A Loucura como Desarmonia do Espírito
O capítulo em questão destaca que a loucura é muitas vezes uma “desarmonia da alma” que se reflete no corpo perispiritual e, por consequência, no cérebro físico. Essa desarmonia pode ter origem em existências anteriores, como também pode ser fruto de más escolhas na atual encarnação. O Espírito, ao romper com as leis divinas que regem o bem viver, experimenta uma cisão interna que, não raro, se manifesta como sofrimento psíquico.
Bezerra antecipa, de certo modo, conceitos que viriam a ser retomados pela psicologia profunda (Psicanálise, de Freud; Psicologia Analítica, de Carl Gustav Jung), como o inconsciente e a repressão. No entanto, sua leitura é espiritual: o inconsciente é também um acervo de experiências vividas em outras encarnações, onde culpas, dores e desejos frustrados se acumulam e podem explodir na forma de doenças mentais. O Espírito não é um mero espectador de sua loucura, mas partícipe ativo de seu drama existencial.
Terapêutica Espírita: Cuidar do Espírito para Curar a Mente
Ao compreender a loucura como um fenômeno espiritual, Bezerra propõe também um novo paradigma terapêutico. Não basta medicar o cérebro: é preciso iluminar a alma. A terapêutica espírita, nesse sentido, inclui a evangelização, a assistência espiritual, o passe magnético, a água magnetizada, mas sobretudo a escuta fraterna e o acolhimento amoroso.

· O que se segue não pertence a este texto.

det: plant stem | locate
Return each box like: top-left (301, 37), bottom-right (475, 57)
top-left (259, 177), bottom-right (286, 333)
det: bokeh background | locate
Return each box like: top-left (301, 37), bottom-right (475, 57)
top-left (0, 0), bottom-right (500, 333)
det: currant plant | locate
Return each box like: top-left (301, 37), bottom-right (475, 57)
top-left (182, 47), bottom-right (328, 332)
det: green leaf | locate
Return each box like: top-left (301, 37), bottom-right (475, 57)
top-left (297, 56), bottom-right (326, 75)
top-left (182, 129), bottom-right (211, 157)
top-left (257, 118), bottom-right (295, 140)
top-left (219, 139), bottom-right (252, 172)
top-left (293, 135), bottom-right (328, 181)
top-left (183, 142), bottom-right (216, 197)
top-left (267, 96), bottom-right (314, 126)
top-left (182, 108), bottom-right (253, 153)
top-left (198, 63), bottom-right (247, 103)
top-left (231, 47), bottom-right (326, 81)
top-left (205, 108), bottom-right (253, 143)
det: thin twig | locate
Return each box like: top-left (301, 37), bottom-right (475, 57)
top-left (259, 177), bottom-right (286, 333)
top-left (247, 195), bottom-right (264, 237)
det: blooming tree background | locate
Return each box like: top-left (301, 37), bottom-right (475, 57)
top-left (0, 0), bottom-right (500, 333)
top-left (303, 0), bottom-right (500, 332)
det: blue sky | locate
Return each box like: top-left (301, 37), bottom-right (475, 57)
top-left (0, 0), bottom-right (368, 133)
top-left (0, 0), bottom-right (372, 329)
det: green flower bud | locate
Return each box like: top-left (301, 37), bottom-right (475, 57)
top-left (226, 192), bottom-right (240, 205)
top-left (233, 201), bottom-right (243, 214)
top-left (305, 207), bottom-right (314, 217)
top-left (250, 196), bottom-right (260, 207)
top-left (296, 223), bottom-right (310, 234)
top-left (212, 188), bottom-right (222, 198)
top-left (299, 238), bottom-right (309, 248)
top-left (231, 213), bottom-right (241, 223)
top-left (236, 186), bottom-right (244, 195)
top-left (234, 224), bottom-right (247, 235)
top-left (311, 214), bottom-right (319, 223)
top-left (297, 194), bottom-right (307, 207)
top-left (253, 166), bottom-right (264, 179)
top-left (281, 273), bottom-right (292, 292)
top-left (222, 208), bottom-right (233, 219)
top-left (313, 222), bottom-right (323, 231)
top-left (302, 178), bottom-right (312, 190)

Esse cuidado integral do ser humano dialoga com as propostas mais avançadas da medicina integrativa atual, mas vai além: reconhece a reencarnação como chave para a compreensão do sofrimento e vê na Lei de Causa e Efeito não um castigo, mas uma oportunidade de aprendizado e regeneração.
Considerações Finais
Bezerra de Menezes, no capítulo “Do Espírito em suas relações”, nos oferece um mapa para o entendimento profundo da loucura e da saúde mental, onde o Espírito é o protagonista de sua jornada. Seu pensamento permanece atual e necessário, em um mundo onde o sofrimento psíquico cresce e a medicalização ainda predomina.
Ao trazermos essa reflexão ao movimento espírita, ampliamos nossa responsabilidade na escuta e acolhimento dos que padecem. A caridade, ensina o Cristo, não é apenas dar o pão, mas oferecer o olhar que reconhece a alma no outro. E isso é, talvez, o primeiro passo para toda cura.
Referências
BEZERRA DE MENEZES, Adolfo. A Loucura sob Novo Prisma. 14. ed. Rio de Janeiro: FEB, 2009.
KARDEC, Allan. O Livro dos Espíritos. Trad. Guillon Ribeiro. 91. ed. Rio de Janeiro: FEB, 2008.
KARDEC, Allan. O Livro dos Médiuns. Trad. Guillon Ribeiro. 61. ed. Rio de Janeiro: FEB, 2021.
XAVIER, Francisco Cândido. Nos Domínios da Mediunidade, pelo Espírito André Luiz. 35. ed. Rio de Janeiro: FEB, 2014.
FRANCO, Divaldo Pereira. Transtornos Psiquiátricos e Obsessivos, pelo Espírito Manoel Philomeno de Miranda. Salvador: LEAL, 2017.